Rifle shooting was a common, very common sport in American at the time the Kentucky rifle and the people that paid attention to what worked best rather that just using whatever they would win more just as today. I think Davey Crockett as a young man won all the parts of a beef at a match and then sold it for $5. Since this was circa 1815-1820 this was a lot of money. He was pretty proud of himself too.
Riflemen, shooters and gun owners. There have always been these three classes.
If you go to rifle matches with your flintlock and shoot for money accuracy becomes more "interesting". But putting up money often frightens people off. Shooting on paper frightens people more than shooting at large steel targets. I don't care what the target is though I do like rifle matches with paper targets. They will teach you things that shooting at steel plates or rocks on hillsides will not.
I like to shoot. I travel 150 miles one way to shoot a 10 shot ML match and now a 21 shot brass suppository gun match. Have to leave here between 5 and 6 am. I like to shoot and I like the people.
I hunt with tallow or animal oil lubes and use them at a match at the Rendezvous. But in matches where the gloves some off and people shoot lubes that will shoot better? One must do what one must do to win or at least place well.
But a great many people in the shooting world are happy if the gun goes "bang" most of the time when the trigger is pulled.
They do no load development. They often shoot loads that are "comfortable" of course if they REALLY tested they would likely find they don't shoot worth a darn but they are happy. This is the "shooter" class. The riflemen class looks a little deeper and do not like missing shots that they KNEW were "on".
So I tend to experiment.
A few months ago I was out with an accurate brass suppository gun and a former co-worker was already on site with some friends. They were finishing up by shooting at one of those exploding targets about 175 yards out with various scoped and iron sighted BSGs. They had shot at it a lot. They had two 15 -16 year old boys with them. So after doing my load test I took it over got a standing rest set up. Let the younger boy dry fire a few times to get the light trigger figured out. He blew the target the first shot. But the rifle was sighted properly and it was accurate. The look on the kids face was priceless.
Wiping between shots is thought to be a waste of time. But our forefathers did it. Its documented.
I started making ML rifles so I had guns to shoot and hunt with and I loved MLing rifles.
I have always been a rifleman first. Shooting and missing a silly. Its why the Marines train shooters as they do and its saved many Marines in current operations where the enemy not only does not have a very accurate weapon in most cases, they don't seem to use it well either.
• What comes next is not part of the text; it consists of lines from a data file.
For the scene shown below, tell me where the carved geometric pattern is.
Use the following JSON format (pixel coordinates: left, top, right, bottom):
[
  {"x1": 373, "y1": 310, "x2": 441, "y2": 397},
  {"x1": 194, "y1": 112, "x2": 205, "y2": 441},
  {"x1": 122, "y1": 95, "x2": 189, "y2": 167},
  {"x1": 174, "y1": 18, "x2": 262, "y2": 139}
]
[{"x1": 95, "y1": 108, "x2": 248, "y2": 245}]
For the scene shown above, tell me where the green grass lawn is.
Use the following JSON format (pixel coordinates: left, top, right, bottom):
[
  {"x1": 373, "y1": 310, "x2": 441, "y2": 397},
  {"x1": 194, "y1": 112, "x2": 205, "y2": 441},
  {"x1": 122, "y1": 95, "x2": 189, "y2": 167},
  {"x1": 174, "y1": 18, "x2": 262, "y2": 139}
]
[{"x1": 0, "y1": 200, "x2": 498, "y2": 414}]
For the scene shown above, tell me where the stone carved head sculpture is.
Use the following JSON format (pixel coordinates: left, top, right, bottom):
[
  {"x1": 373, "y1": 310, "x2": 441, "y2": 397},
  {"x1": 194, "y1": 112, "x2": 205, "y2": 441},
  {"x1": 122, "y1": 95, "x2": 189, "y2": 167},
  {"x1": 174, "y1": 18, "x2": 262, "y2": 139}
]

When someone starts telling me they don't care about accuracy or finding what works best, then I know they are a "shooter" at best. I also am fairly confident that they don't shoot for money very often.
Given participaton in rifle matches in our past, shooting for prizes or money with money spent to enter, ignoring the competition aspect is ignoring a LARGE part of what the "Kentucky" rifle was. This IS a major part of the rifles history. Sadly many seem to ignore it.